A friend alerted me to this article by Charles M. Blow in the NYT:
'Interpersonal racism, when it exists, is only one part of the equation. Another part is systemic, structurally racist policies, and yet another is class conflict between the police and the poorest, most dangerous communities they patrol, and between those who are better off and those who are not. That strand is nearly absent from this conversation altogether.'
'No, this issue is about everyone. We have areas of concentrated poverty in our cities in part because of a long legacy of discriminatory urban policies. We don’t sufficiently address the effects of that legacy, in part because it is rooted in a myth of racial pathology and endemic poor choice. We choose to be blind to the policy choices our politicians have made — and that many have benefited from, while others suffered — while simultaneously holding firmly to the belief that all of our own successes and comforts are simply the result of our and our families’ drive, ambition and resourcefulness. Other people lack physical comforts because they lack our character strength.
It is from this bed of lies that our policing policies spring. When the president says, “We tell them to keep those neighborhoods in check at all costs,” who is the “we”?'
'As the Dallas police chief, David Brown, said Sunday:
“These officers risk their lives for $40,000 a year. Forty thousand dollars a year. And this is not sustainable, not to support these people. We’re not perfect. There’s cops that don’t need to be cops. I have been the first to say, we need to separate employment with those types of cops — 1 percent or 2 percent. The 98 percent or 99 percent of cops come to work, do this job, come to work for 40 grand. It’s not sustainable.”
Russel Honoré, a retired Army lieutenant general, on Monday told the CNN anchor Don Lemon: “We ask a lot from our police in terms of sacrifice. You know, in Baton Rouge, the starting salary for a police officer, less than $31,000.” Alton Sterling was killed last week by the police in that city.
“Matter of fact, their pay would go up if the federal minimum wage was passed, $15 an hour. They make less than $15 an hour. We ask a lot from these young police officers which means, Don, they’ve got to get another job. They have to have a second job to support their families, most of them. We’ve got to take that stress off of them, too. So we got to make sure they’re properly trained and they don’t have to work all this overtime so they can maintain their family. A stressful police officer who’s working another 30 hours overtime a week is coming to work tired. And he’s stressed out. We’ve got to fix that.”
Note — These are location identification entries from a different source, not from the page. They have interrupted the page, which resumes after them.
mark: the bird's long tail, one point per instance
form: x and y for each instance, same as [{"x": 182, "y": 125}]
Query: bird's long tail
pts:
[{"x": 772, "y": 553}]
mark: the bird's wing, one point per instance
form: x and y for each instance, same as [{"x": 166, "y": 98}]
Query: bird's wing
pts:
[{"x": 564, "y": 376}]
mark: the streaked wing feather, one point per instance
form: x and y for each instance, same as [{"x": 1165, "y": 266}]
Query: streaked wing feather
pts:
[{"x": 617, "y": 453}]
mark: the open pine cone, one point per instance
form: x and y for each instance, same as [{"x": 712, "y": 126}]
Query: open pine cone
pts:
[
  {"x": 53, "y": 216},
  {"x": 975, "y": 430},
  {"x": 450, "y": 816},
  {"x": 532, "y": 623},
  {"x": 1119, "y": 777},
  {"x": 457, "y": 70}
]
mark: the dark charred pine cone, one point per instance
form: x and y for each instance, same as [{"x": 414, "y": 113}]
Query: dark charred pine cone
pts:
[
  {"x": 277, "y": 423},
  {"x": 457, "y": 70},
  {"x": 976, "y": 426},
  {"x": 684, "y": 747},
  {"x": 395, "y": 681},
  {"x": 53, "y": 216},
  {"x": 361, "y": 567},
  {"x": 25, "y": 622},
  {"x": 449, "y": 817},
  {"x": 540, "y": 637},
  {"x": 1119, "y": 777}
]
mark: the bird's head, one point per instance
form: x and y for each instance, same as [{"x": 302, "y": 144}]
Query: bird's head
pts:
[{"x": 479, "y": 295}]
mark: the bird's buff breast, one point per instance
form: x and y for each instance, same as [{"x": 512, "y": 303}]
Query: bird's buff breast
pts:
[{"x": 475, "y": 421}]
We take this underpaid and highly stressed group of officers, with guns and any biases they may harbor, explicit or implicit, and flood disadvantaged communities with them, where uncivil behavior can often take root, and then “we feign surprise when periodically the tensions boil over.”'
Read the article here.
Yes, interpersonal racism is only part of the equation. There's class conflict between the poorest communities and the police. And this article makes clear that many of the police officers are only slightly better off than the underclass.
But who is the "we"?
Is all of this happening in my name? In a democracy probably yes.
We are the we. But if this is the case can we still make a distinction between soldiers and civilians? If "we" send soldiers to Afghanistan and Iraq aren't "we" also fair game for the enemies of these soldiers?
My answer would be, with some hesitance: no.
"We" is a dangerous concept. I'm all in favor of accepting responsibility, but if we are the we then the police officers and soldiers can easily say: "I don't accept any responsibility, I'm just being sent." To paraphrase Brando in Apocalypse Now: "You're an errand boy, sent by grocery clerks."
Are we the grocery clerks? Are the cops and the soldiers our errand boys?